Pricing of Non-Life Insurance Products

More Info


A medium size Dutch insurance company with third-party car insurance products initiated questions on whether the premium can be based on a statistical analysis where the expected future liabilities are taken into account. These questions are as follows:
• Which statistical models can be used to base the premiums on expected future liabilities?
• Are there enough data available to predict future liabilities accurately enough?
• How can the ’best’ model be chosen?
• How can the models be implemented?
• What are the results when using these models for the third-party car products?
After a practical introduction about insurances in society, the thesis starts with theory that can be used to answer the research questions. This analysis showed that generalized linear models are very useful models for the pricing of non-life insurance products. However, there are some disadvantages to these models which could be avoided by other models, such as hierarchical generalized linear models.

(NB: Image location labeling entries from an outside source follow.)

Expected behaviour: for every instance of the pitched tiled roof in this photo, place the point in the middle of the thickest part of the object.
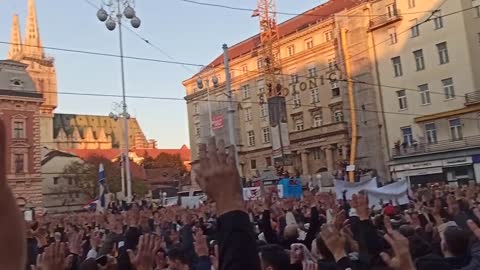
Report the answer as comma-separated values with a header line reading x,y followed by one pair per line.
x,y
111,154
184,152
310,17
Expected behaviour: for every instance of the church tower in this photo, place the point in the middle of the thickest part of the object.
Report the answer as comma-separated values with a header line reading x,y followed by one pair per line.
x,y
40,67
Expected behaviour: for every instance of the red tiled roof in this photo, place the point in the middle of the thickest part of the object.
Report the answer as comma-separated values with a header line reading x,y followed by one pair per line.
x,y
290,26
184,152
86,153
111,154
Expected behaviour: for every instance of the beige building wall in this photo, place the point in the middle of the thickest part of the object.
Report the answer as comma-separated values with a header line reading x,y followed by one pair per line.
x,y
459,68
319,125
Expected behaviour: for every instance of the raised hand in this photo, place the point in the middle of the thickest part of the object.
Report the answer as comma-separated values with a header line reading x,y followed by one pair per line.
x,y
201,245
334,240
144,258
12,227
402,259
218,176
53,258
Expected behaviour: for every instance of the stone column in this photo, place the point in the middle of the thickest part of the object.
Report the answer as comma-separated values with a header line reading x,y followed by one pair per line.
x,y
304,157
329,157
345,152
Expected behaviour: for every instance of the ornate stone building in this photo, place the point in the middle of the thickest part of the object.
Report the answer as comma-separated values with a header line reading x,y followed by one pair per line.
x,y
65,131
20,110
313,47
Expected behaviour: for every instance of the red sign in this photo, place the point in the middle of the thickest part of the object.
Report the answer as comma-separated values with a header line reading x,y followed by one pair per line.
x,y
217,122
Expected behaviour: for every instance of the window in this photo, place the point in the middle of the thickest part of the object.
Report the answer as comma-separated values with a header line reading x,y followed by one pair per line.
x,y
268,161
437,19
317,120
328,36
391,11
338,116
448,88
248,114
402,99
407,135
424,94
298,124
312,72
246,91
294,78
419,60
266,134
296,100
18,129
260,63
19,163
455,129
443,53
309,43
197,131
315,95
392,33
251,138
411,3
291,50
476,6
431,133
332,64
335,88
415,30
317,153
244,69
253,164
397,66
264,109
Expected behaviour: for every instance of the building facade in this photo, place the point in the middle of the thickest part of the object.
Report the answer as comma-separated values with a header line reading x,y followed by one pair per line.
x,y
429,81
20,112
65,131
60,194
312,49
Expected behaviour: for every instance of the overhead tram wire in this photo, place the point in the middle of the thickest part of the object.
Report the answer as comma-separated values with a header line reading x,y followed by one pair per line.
x,y
146,40
218,101
286,13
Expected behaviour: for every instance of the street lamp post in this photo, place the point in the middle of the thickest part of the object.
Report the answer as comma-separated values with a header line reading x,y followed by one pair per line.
x,y
111,19
200,86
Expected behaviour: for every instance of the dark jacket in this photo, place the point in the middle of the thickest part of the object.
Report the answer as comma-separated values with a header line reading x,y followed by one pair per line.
x,y
236,242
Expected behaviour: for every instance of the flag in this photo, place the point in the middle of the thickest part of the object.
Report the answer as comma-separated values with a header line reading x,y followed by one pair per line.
x,y
102,186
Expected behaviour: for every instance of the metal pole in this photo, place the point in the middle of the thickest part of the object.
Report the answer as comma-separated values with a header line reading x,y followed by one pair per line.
x,y
125,113
209,108
231,108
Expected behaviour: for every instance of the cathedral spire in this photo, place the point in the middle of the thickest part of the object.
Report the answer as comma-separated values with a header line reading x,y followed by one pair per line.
x,y
33,46
15,50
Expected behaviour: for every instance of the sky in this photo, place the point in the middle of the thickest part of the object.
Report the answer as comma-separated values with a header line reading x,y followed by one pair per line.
x,y
181,31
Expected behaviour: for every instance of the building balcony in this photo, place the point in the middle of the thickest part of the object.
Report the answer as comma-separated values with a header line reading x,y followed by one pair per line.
x,y
472,98
319,132
430,148
385,19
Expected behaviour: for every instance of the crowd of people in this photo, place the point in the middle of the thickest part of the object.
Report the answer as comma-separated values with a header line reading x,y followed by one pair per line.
x,y
437,230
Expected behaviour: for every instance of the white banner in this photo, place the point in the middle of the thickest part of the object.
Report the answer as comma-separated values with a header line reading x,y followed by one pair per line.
x,y
353,188
253,193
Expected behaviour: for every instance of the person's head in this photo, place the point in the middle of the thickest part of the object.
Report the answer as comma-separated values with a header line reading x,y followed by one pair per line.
x,y
274,257
291,232
455,242
177,259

We will explore several methods to determine if enough data is available to obtain credible enough estimates. One of these methods can be applied before implementing a generalized linear model.

Choosing the ’best’ model is a non-trivial subject. Several statistical tests to choose which risk factors should be included in the model and how they should be included are discussed. These include tests for adding risk factors as random or fixed effects, but also which definition of an risk factor should best be used. This includes whether they should be added as a variate, as a factor or added dynamically. In addition, several statistical methods to choose the distribution that has the ’best’ fit for the observations for both the number of claims and the losses are discussed. These include graphical comparison methods, but also hypothesis testing.

To answer the question how the models can be implemented, we will use the statistical programming language R. Algorithms that are used by some packages to calculate the estimates of the models are discussed, as well as several features of these algorithms. Codes are provided in the supplementary section of the thesis.

Next, a statistical analysis is performed for the third-party car products of the insurance company. The performed theoretical analysis is applied in practice on the available data, and unknowns were calculated. Then an analysis is performed to determine which distribution ‘best’ fits the number of claims and which distribution ‘best’ fits the losses. The data was subdivided into several risk factors, such as age and region, and was analyzed again. A generalized linear model with a Poisson and log-link assumption was implemented for the number of claims, and a generalized linear model with a Gamma and log-link assumption was implemented for the losses. How and if the risk factors should be added was evaluated using a bottom-up approach. Initially, the models were applied without allowing interaction between risk factors, and subsequently the models were applied again, this time allowing interaction between risk factors to determine if this improved the models.

Other models that may lead to a better fit for the data are also implemented. These include generalized linear mixed models, which do not assume that the observations are independent and assume a Normal distribution for the risk factors that are added as random effects. Also, a pure premium model in which the Tweedie family is used was applied.

The study showed that the preferred models to calculate the pure premium are a generalized linear model with Negative Binomial and log-link assumption for the number of claims and a generalized linear model with Gamma and log-link assumption for the losses. Due to overdispersion of the observations for the number of claims, the Negative Binomial proved to be a better choice of distribution leading to a better fit of the model for the number of claims. The Normal and Pareto distribution were too symmetric and too right-skewed for the observations, respectively. The pure premium model showed a worse fit, when compared to the model for the number of claims. Furthermore, the effect of the risk factors on the risk profile of a risk group were very clear when a two-stage regression approach was used. The hierarchical models were not better models, because the estimates were less accurate.

The results for the different models were then compared with the currently used pricing system of the company and the expected outcomes of the data analysis. This leads to recommendations for the insurance company, including recommendations for pricing in general but also specific recommendations for the pricing system of the third-party insurance product.

The full thesis contains confidential information, therefore, a public version was provided in which the insurance company is anonymous. The full thesis was made available to the thesis committee.